密書6 自身の自信

 煙突から湯気をポッポと吐き続ける千両箱型の隠れ銭湯「釜茹で」。入り口の暖簾を潜り、番頭に特定の料金を払うことで、スタッフルームから地下へと向かうことができる。銭湯地下には、巨大な釜の五右衛門風呂が聳え立ち、混浴風呂として利用されている。その秘密の園で、世のため人のため、影ながら活躍する自称義賊組「頑張励」の面々が、今日もまた情報を持って集い、救済のための任務の割り当てをしていた。

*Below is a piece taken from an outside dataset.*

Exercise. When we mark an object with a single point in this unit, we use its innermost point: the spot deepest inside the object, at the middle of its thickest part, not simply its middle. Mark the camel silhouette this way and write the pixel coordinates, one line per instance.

 会議が始まると、早速凸三が手を挙げて集めてきた情報の中から気になったものを選び、皆に伝える。

「たまたま道を歩いていたんだが、大きな独り言が聞こえてきてな。ちょいと失礼して聞き耳を立ててみたんだが、その家の住人、対人ですっげえ悩んでるみてえなんだ。」

「人に会うのが怖ぇってことかぁ?」

「んにゃ、そうじゃなく、人に会って接客やら遊びやら…あれこれやって別れた後に問題が起きるみてえだ。」

「問題って?」

「『接客に失敗した』とか『あそこでああしたのはよくなかった』とか、一人になって過剰に自分を責めちまうらしい。」

「反省は…大事…。」

「俺も最初はそう思って帰ろうとしたんだが、どうにも気になっちまって、それから少し様子を見てみたんだ。そしたら、言うほどの失敗点もねえってのに、友人たちが帰ってから一人であれじゃねえこれじゃねえと…。」

「自分に自信が無いってことなのかしら?」

「多分な。それも、悔やんで悔やんで悶えながら、自覚無しに外にまで聴こえるほどの声量で独り言を呟く…。」

「近所に…心配掛ける…。」

「それに加えて、その性質が次第にエスカレートしていって、自傷、自殺に至る可能性も0じゃねぇ。早ぇとこ手を打ってやったほうがいいな。」

護衛門が木札を取り、上に掲げると、凸三と佑助は、ハムスター小娘を見た。二人の視線に頷きで相槌を打つと、ハムスター小娘は、護衛門から木札を受け取った。

「ハムちゃん、よろしく頼むぜぃ!」

「ええ!なんとしても立ち直らせて見せるわ!」

意気揚々と梯子を上り、ハムスター小娘は任務へと向かった。


 とある町の一軒家。細身の男が、玄関で初老の女性と親しそうに話をする。女性は彼の叔母で、男に笑顔を見せながら車に乗り込み、手を振って帰っていった。叔母の車が見えなくなるまで手を振り返して見送っていた男は、その後、溜息を一つ吐いて家の中へと戻っていった。自室に戻った男は、ベッドに倒れこみ、枕を顔に押し付けて、呻き声を上げる。その声量は、家中に響くほどだった。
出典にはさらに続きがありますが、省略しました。